Setelah Qila tenang dan tidak menangis lagi, Alesya mulai melepaskan pelukan mereka.


"Terimakasih." Ucap Qila dengan mata yang sedikit sembab.


"Hmmm, Apa kamu sudah mengingat semuanya?" tanya Alesya.


"Mungkin separuh dan, rasanya aku tidak mau mengingat sisanya." Ucap Qila terkekeh.


"Kenapa, bukankah ini yang kamu inginkan?"


"Separuh ingatanku yang sudah kembali sangat buruk dan menyedihkan ." Jawabnya sendu.


"Kau harus mengingat semuanya Qila, supaya kau bisa menghukum orang yang sudah membuatmu seperti ini." Sahut Adela.


"Ya, mungkin ingatanku akan kembali dengan cepat. Dan untuk menghukum mereka, sepertinya tidak bisa "


"Kenapa?" Tanya Audrey yang sudah mulai tertarik dengan pembicaraan ini.


"Mereka keluargaku dan mungkin ini kesalanku juga, karena membuat Selena terasingkan." Jawab Qila.


"Bodoh." Cibir Audrey yang mendapati pukulan di lengan kerena Adela dan Alesya.


"Ya aku memang bodoh, tapu aku juga bersyukur. Karenanya sekarang aku bisa mendapatkan keluarga yang hangat dan sayang kepadaku."


"Terserah." Kesal Audrey.


"Sudahlah, jangan dengarkan anak ini." Ucap Adela.


"guys, aku hanya mau kalian menerima Qila sebagai bagian dari kita. Dia tidak seperti Selena, percayalah. Audrey, disini kamu yang terlihat tidak suka pada Qila, Kenapa?"" Tanya Ale tiba-tiba .


"Bukan seperti itu maksudnya, Aku hanya waspada saja. Bisa jadi dalam kemungkinan buruk Dia sudah berkomlpot dengan kembarannya yang kejam itu." Jelas Audrey.


"Aku bukan Selena, meskipun kami kembar tapi kepribadian kami sungguh bertolak belakang. Aku tidak meminta kalian untuk menjadikanku bagian dari kalian, terserah. Yang jelas, aku tidak ingin memilik musuh dan hanya ingin hidup damai seperti manusia lainnya." Ucap Qila.

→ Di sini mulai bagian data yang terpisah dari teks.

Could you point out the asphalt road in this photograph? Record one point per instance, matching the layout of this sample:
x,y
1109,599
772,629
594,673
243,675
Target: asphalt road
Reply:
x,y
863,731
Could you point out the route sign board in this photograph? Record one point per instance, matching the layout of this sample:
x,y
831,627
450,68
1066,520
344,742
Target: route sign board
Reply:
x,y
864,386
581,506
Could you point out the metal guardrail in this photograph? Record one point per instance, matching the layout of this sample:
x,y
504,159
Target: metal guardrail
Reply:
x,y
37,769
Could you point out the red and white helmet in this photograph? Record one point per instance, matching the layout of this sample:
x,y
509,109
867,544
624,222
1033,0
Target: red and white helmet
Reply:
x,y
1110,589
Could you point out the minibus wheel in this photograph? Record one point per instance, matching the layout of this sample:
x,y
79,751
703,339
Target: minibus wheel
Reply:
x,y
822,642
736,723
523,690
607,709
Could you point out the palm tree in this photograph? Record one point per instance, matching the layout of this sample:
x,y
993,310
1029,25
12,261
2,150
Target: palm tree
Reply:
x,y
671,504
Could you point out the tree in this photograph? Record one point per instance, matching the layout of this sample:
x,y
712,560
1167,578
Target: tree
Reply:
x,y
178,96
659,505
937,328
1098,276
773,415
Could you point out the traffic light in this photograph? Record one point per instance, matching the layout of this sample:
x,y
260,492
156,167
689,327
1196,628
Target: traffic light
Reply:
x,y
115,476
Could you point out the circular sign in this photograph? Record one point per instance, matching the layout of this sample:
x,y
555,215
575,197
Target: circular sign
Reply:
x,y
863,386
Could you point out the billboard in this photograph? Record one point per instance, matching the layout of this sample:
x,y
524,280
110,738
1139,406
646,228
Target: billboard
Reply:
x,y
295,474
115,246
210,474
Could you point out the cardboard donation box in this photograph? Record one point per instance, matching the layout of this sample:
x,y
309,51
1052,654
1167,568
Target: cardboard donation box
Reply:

"Maafkan perkataan Audrey, Qila. Dia memang seperti itu pada orang baru, tapi dia tidak berniat menjelaknmu." Sahut Adela.


"Yayayaya, Aku minta maaf. Sebenarnya aku hanya takut kau menyakiti Aleku sahabat kami, dia sudah hidup menderita sejak dulu. Aku tidak mau kau merusak kebahagian yang Ale punya sekarang, sebagai sahabat dan keluarga yang Ale punya kami berhak melindunginya dari siapapun yang akan membuatnya tersakiti termasik Gil dan kau." Ucap Audrey menjelaskan sikapnya yang seperti itu.


"Kamu beruntung Alesya, memiliki sahabat dan orang-orang yang selalu menyayangi dan melindungimu." Ucap Qila.


"Yah, aku sangat bersyukur dan beruntung." Ucap Alesya kemudian beralih melihat Audrey dan Adela secara bergantian.


"Jadi, apa kalian menerima Qila sebagai keluarga baru kita?" Lanjutnya.


"Tentu." Jawab Adela.


"Emm ... Kau kelihatanya memang orang yang baik." Jawab Audrey.


"Jadi, kau menerimanya Rey?" Tanya Ale sekali lagi memastikan.


"Hmmm."


"Yeaayyyy....Akhirnya." Teriak Alesya senang. Mereka hanya tersenyum melihat tingkah Alesya yang seperti anak kecil itu.


"Terimakasih semuanya." Ucap Qila yang begitu bahagia.


Setelah obrolan tadi mereka kemudian masuk kedalam, karena hari sudah mulai gelap. Tak terasa berjam-jam mereka habiskan mengobrol dan, membuat Qila sedikit bisa mengalihkan kesedihannya hari ini.